The families on Meridian Walk, close to the Tottenham Hotspur football ground, switched from their old Sixties council properties into newly refurbished homes owned by a housing association earlier this year.

So far, about 25 families have been moved.

Water-saving devices such as showers and dual flushing toilets have not been fitted to the new dwellings and residents, many of whom receive income support, fear that their bills will rise dramatically.

According to the National Campaign for Water Justice, a typical family of four would find its water bills increase threefold by going on a meter.

The families were only told on the day they signed their tenancy agreements that their new homes would have meters.

They say they received no information from either Thames Water or the housing association about the implications of the changeover.

Joan Impey, who has lived on the estate for 16 years, said: 'People here are mainly on income support and unemployed.
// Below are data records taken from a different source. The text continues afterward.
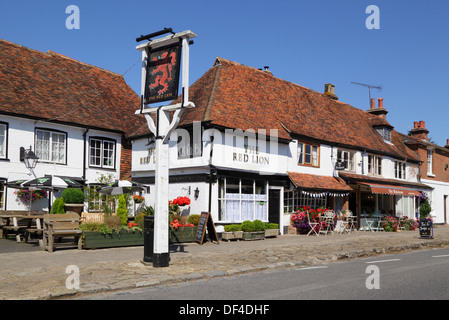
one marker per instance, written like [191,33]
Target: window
[399,170]
[429,161]
[374,165]
[102,153]
[385,133]
[3,140]
[51,146]
[242,199]
[295,199]
[308,154]
[347,158]
[2,196]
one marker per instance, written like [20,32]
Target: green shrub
[258,225]
[424,209]
[122,212]
[139,220]
[195,219]
[247,226]
[58,206]
[73,196]
[232,228]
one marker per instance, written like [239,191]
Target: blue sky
[308,42]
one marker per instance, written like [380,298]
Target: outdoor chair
[328,220]
[313,225]
[352,221]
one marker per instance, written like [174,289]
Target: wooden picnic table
[22,225]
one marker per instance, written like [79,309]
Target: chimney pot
[381,102]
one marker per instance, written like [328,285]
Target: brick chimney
[380,110]
[419,131]
[329,90]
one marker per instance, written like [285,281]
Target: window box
[97,240]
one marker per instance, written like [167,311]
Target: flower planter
[234,235]
[256,235]
[183,234]
[74,207]
[271,233]
[96,240]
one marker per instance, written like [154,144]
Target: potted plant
[271,230]
[73,199]
[182,232]
[232,232]
[253,230]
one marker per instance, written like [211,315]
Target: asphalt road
[417,275]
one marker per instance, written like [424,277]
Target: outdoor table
[19,228]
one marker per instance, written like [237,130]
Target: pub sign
[162,74]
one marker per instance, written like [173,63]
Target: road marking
[309,268]
[379,261]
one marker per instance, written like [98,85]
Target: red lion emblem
[165,71]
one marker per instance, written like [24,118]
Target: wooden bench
[60,226]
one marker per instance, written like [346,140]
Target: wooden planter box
[256,235]
[96,240]
[235,235]
[180,235]
[271,233]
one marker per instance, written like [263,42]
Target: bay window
[242,199]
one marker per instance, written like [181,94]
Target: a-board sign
[426,228]
[206,223]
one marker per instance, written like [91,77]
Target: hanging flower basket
[138,199]
[28,196]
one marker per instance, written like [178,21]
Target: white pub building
[257,147]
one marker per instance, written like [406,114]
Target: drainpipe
[84,153]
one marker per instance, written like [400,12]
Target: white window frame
[47,150]
[103,147]
[429,161]
[400,168]
[256,199]
[313,154]
[3,140]
[374,165]
[347,158]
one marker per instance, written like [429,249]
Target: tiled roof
[314,182]
[51,86]
[236,96]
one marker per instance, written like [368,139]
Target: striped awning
[392,190]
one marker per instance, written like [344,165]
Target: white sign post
[162,130]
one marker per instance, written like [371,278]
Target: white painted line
[379,261]
[309,268]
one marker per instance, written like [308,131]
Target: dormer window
[385,133]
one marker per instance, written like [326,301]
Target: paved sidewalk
[39,275]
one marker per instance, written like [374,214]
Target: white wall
[21,133]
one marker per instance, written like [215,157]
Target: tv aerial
[369,88]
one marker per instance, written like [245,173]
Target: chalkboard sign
[206,223]
[426,228]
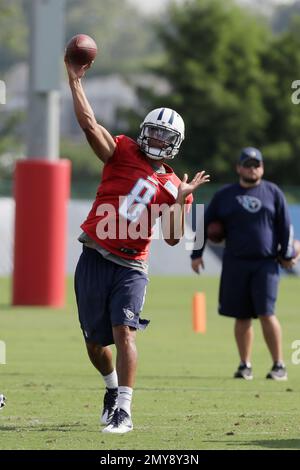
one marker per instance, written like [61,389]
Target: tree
[13,33]
[282,142]
[212,61]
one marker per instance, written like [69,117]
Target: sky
[152,6]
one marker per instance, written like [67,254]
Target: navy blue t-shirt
[256,221]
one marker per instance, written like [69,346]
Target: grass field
[185,397]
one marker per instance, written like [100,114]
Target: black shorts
[107,295]
[248,288]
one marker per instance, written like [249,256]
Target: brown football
[81,50]
[216,232]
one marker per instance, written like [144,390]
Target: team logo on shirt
[128,313]
[250,203]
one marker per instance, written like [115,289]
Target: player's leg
[127,301]
[265,288]
[126,362]
[273,336]
[244,334]
[235,301]
[101,358]
[92,283]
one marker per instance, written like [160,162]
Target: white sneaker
[109,405]
[120,424]
[2,401]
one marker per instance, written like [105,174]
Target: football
[81,50]
[216,232]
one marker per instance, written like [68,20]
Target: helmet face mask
[162,133]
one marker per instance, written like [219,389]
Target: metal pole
[46,40]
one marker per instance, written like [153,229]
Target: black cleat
[109,405]
[243,372]
[120,424]
[278,372]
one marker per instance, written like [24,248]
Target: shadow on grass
[5,306]
[44,428]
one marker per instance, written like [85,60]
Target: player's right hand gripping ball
[2,401]
[81,50]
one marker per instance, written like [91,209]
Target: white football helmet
[162,133]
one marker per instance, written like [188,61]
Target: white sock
[124,398]
[111,380]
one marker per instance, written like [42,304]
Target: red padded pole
[41,194]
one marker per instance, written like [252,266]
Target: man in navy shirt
[259,235]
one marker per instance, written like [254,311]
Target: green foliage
[231,80]
[85,164]
[13,33]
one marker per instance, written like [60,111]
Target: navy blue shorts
[107,295]
[248,288]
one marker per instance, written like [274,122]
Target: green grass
[184,398]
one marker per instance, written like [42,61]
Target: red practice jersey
[128,201]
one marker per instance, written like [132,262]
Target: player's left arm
[173,219]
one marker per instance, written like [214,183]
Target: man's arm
[97,136]
[173,219]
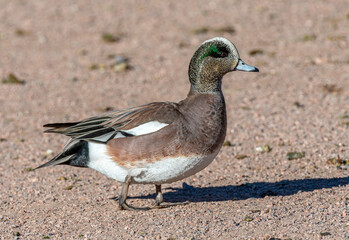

It's not on.

'If they knew people were going on these meters they should have asked if they wanted a shower rather than a bath.

A spokesman for Metropolitan Housing Trust said they were not aware the meters would be installed when they first embarked on plans to renovate the estate in 1990.

'We only informed tenants when they signed up for the new properties', he said.

It was not the trust's responsibility how services like water were put into the properties, he added. That was down to Thames Water.

Although the trust had fitted smaller size cisterns to the toilets in line with new building regulations, he admitted showers had not been fitted as standard in the homes.

'Shower units cost a lot of money. We have to take a balance between what we can afford to provide and what the rent level should be. Every extra penny we invest in the home we have to recover in the rent.

A spokesman for Thames Water said it had been dealing direct with the housing association and it was up to the association to tell residents they would be on meters.

Until it was replaced by the poll tax, the local authority rating system was used as the basis for water rates.

Since then, water authorities have had no way of assessing a property's water rate value.

Newly built residential properties and conversions of older properties are automatically put on to meters.

But they cannot be installed universally, and Thames Water has been given until 2000 to come up with another system on which to base its charges.